Former badminton star and skateboarder Boy “Boyke” McCoy runs the Lucky Brothers tattoo studio in Legian, catering to the inky desires of his mainly Western, tourist clientele. The 29-year-old, who with his wife Maya has two children, Yuko and Jyoti, shared his day with The Bali Times’ Putri Oktarini

When I wake up, I’m tired. Not surprising, as I’m in the studio till past midnight most nights. When I get up around 8:30 in the morning, I play with Yuko and Jyoti for a while, and watch the news on TV. After showering I pray and have breakfast. We’re all vegetarians in our household.
It takes 20 minutes to get to the studio in Legian from my house in Tuban. When I get there, Kadek, one of the staff, is already at work, cleaning up the place.
First thing I do in the morning is boot up the computer and play some of my favorite songs. Then it’s time to help Kadek prepare the execution room – our name for the tattoo area.
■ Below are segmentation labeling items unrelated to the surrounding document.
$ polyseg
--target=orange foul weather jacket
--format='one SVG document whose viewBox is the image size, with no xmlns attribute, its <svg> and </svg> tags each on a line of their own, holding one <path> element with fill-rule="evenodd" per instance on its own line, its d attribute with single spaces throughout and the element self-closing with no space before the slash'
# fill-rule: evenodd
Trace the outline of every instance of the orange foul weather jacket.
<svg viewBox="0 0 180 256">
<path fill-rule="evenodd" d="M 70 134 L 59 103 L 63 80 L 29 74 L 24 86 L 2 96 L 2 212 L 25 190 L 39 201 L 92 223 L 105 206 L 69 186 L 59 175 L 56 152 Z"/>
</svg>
Kadek goes off and buys new materials, like needles, oils and creams, while I work on my designs. I have a chat with the tattoo artists, Ketut and Arty, and we talk about designs and pricing. In the past we used to do large tattoos for a low price; not any more.
I opened Lucky Brothers five months ago. We named it that because we think a man who wants to have a tattoo is a brave man, and therefore he must be lucky if he is brave. Also, a man with a tattoo has something in common with other man who are tattooed – a kind of respect and understanding.
Here, naturally, we’re as clean and hygienic as possible, and we only use sterile needles. Between them the artists have 20 years’ experience: Ketut, 12, and Kadek, who’s also a talented painter, eight. Our machines and ink are all imported from either the United States or Europe.
For me, a tattoo is a kind of fashion statement, as is piercing. Our piercing artist, Ketut Darma, has a decade of experience, and does all sorts of piercing. The trend these days is having a big hole in the ear, which is done with a needle and piece of wood. Our customers, most of whom are Western, also like piercing their nipples, tongue, corner of the eye and genitals – if the latter, the price is twice the normal rate.
With tattoos, most of the time the price depends on the size and design of the piece. A small one may be Rp100,000 (US$10.98) and can go up to Rp800,000 for a dragon tattoo, for example. Tribal designs are popular, especially with the Japanese, as are Bali and skull designs.
Around 1pm I break for lunch. Usually one of the guys gets something from a warung (foodstall) nearby – for me it’s nearly always just rice and vegetables. Afterwards I take a rest for a while and listen to some music and chat with the staff. While we’re waiting for customers, we often watch DVDs.
Sometimes people come in and ask for tattoos that I just know don’t suit them, in terms of their character. If they got them, later on they’d be unhappy with the tattoo and would want to get rid of it. So I talk to them for a while and see what they’re like – and what they like – and we work out something that suits their character. I also have to make them comfortable so they’re not afraid by time they get to the execution room.
I go home around 6pm and have dinner with the family. Maya will have my favorite, corn soup, ready. Then we sit around for a while and chat and play with the kids and later in the evening I head back to the studio again, where I can often be until one in the morning, waiting for customers’ tattoos to be finished.
At night I browse the internet and find new tattoo designs, and often people will come into the studio just to ask what I think of their tattoos.
When I get home in the early hours, I pray and watch TV before falling asleep, jaded.